Liturgia do IV Domingo da Quaresma

O cego de nascença dizia aos fariseus: “Jesus pôs-me lodo nos olhos; depois fui lavar-me e agora vejo…Ele é um profeta…Eu creio em Ti, Senhor”. Os textos bíblicos deste domingo revelam o mistério que celebramos na Eucaristia e prepara-nos para o encontro com Cristo ressuscitado na Vigília Pascal. Com efeito, somos nós que, para sermos reis, fomos ungidos pelo Espírito de Cristo, e para vermos, lavamos os nossos olhos nas águas do Enviado, no misterioso Siloé do sacramento do baptismo. Nós somos o cego que nasceu nas trevas, para que no nosso coração sejam reveladas as obras de Deus. No dia do nosso baptismo, fomos incorporados em Cristo, fomos ungidos como Ele para sermos sacerdotes, profetas e reis. Hoje, somos acolhidos pelo Senhor que é o nosso pastor, que preparou a sua mesa para nós, que com óleo perfuma as nossas cabeças e faz transbordar o cálice da nossa salvação.

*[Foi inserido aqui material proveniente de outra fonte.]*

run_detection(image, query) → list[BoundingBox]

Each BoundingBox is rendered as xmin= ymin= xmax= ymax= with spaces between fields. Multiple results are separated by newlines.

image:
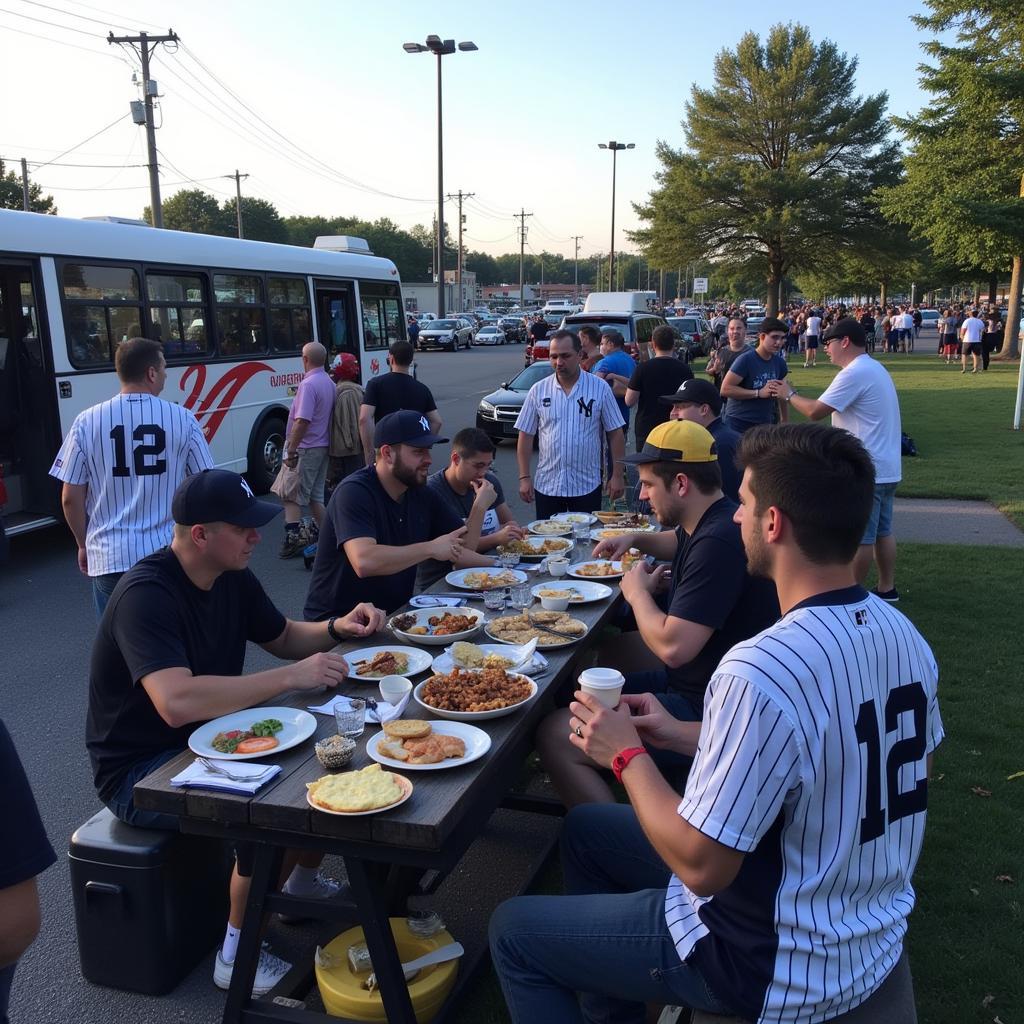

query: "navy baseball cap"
xmin=171 ymin=469 xmax=283 ymax=526
xmin=374 ymin=409 xmax=447 ymax=447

O texto da cura do cego de nascença é a segunda catequese baptismal desta Quaresma e transmite-nos a seguinte mensagem: Cristo é a luz do mundo; pelo baptismo, somos iluminados por Cristo; com Cristo, passamos da condição de escravos à liberdade de filhos de Deus. É uma catequese sobre Cristo (Quem é Jesus de Nazaré?), mas também uma catequese sacramental (quais são os sacramentos pascais?). A cura da cegueira não é apresentada como um milagre para dar vista aos olhos daquela pessoa, mas como um sinal que é dado ao cego para que chegue a ver, em Jesus de Nazaré, o Enviado de Deus. A incapacidade daquele homem para ver a luz do dia representa a incapacidade de todo o homem e mulher para ver a luz de Deus, que é Jesus Cristo, ou seja, todos somos aquele cego! Mas nem todos somos cegos da mesma maneira. Cristo veio ao mundo “para exercer um juízo: os que não vêem ficarão a ver; os que vêem ficarão cegos”.

22-03-2020

Curando o cego, curando-nos da nossa cegueira, Jesus realiza a obra de Deus e manifesta-se como luz do mundo. Mas, há um pormenor neste texto: a piscina onde Jesus mandou o cego lavar-se tinha o nome de “Siloé”, que quer dizer “Enviado”. O cego é enviado a lavar-se na piscina do Enviado de Deus. Ele foi, lavou-se e ficou a ver. Agora, se nos perguntarem quem é Jesus de Nazaré, já sabemos responder: Jesus é o Enviado de Deus, é a luz que dá a vista a um cego para, depois, lhe dar a fé, Jesus é a luz do mundo! Agora, sabemos responder à pergunta sobre quais são os sacramentos pascais: o baptismo é o nosso Siloé, é a piscina onde nos encontramos com o Enviado, com o Senhor ressuscitado. A Eucaristia é o sacramento de comunhão com Cristo, para o encontro com a luz do mundo, para que, iluminados por Ele, possamos percorrer o caminho da vida.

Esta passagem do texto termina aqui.